Track 7: New Lassa Fever Therapy
The deadly Lassa virus is indigenous to West Africa and is mostly spread by rodents. Lassa fever is brought on by the virus; it affects up to 300,000 people a year and often begins with flu-like symptoms before progressing to more serious sickness, death, and long-lasting effects including deafness. The Lassa virus is particularly harmful to expectant mothers since approximately 90% of infections during pregnancy result in death. Glycoproteins are used by Lassa to enter host cells and start an infection. The glycoprotein structure of Hastie provided virologists with an understanding of their opponents. The scientists uncovered precisely how the three antibodies in Arevirumab-3 neutralize the Lassa virus based on the high-resolution structures and several functional experiments.

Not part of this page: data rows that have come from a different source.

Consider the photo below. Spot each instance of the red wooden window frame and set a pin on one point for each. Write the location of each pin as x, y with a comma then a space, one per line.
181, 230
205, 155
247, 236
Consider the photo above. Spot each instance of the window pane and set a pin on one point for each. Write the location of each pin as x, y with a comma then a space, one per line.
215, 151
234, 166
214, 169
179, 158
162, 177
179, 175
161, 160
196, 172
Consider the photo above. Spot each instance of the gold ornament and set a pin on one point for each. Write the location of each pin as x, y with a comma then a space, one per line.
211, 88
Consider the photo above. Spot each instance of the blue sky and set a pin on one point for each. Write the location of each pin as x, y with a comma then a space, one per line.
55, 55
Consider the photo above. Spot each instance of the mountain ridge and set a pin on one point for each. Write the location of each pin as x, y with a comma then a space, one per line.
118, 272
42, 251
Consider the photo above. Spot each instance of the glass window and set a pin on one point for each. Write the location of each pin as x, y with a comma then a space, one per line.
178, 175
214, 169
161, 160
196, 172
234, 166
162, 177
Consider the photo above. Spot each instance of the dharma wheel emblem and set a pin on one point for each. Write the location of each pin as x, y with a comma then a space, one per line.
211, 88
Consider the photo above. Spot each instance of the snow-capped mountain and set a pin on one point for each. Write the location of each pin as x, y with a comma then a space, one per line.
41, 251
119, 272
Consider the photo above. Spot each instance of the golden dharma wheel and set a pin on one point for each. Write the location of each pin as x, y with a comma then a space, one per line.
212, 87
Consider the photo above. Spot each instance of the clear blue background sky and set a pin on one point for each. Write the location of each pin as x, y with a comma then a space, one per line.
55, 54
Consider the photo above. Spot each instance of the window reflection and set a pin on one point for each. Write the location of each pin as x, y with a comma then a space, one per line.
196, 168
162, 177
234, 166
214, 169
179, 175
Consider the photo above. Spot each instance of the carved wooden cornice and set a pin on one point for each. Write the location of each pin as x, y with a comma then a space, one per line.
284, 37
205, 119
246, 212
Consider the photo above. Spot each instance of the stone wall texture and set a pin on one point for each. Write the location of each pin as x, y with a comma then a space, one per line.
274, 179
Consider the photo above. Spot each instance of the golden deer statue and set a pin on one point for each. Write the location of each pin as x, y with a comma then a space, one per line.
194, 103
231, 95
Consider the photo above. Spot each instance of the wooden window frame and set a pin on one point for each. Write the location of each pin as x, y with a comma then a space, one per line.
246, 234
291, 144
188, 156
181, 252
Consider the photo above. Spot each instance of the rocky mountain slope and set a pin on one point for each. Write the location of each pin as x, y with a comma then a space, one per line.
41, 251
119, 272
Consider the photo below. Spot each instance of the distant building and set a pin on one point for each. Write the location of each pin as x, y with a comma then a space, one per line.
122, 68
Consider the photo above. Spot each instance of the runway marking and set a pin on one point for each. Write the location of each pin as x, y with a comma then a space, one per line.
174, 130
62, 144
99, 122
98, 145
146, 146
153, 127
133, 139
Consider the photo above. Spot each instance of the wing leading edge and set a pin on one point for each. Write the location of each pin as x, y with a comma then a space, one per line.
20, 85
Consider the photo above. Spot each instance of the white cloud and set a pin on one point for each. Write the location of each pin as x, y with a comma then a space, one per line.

The area of the glycoprotein is where three molecules (called protomers) come together to form a "trimer," a kind of twisted trefoil, as Hastie describes it. Lassa would normally use this region of the glycoprotein to bind with receptors on host cells, but the latest structure shows how a single 8.9F jumps in and binds to all three protomers simultaneously to block infection. Meanwhile, the neutralizing antibody called 12.1F binds to just one protomer in the three-sided trimer. 12.1F would be abundant in any therapeutic. Each 12.1F antibody can attach to a protomer and move as a trio to help neutralize the virus. The Lassa virus is the target of copies of antibody 37.2D that attach in a way that binds neighboring protomers together. Since the Lassa virus needs to open up its trimer to infect host cells, this antibody activity is a major challenge for the virus. Its entrance mechanism is locked up and impossible to operate with 37.2D on the scene.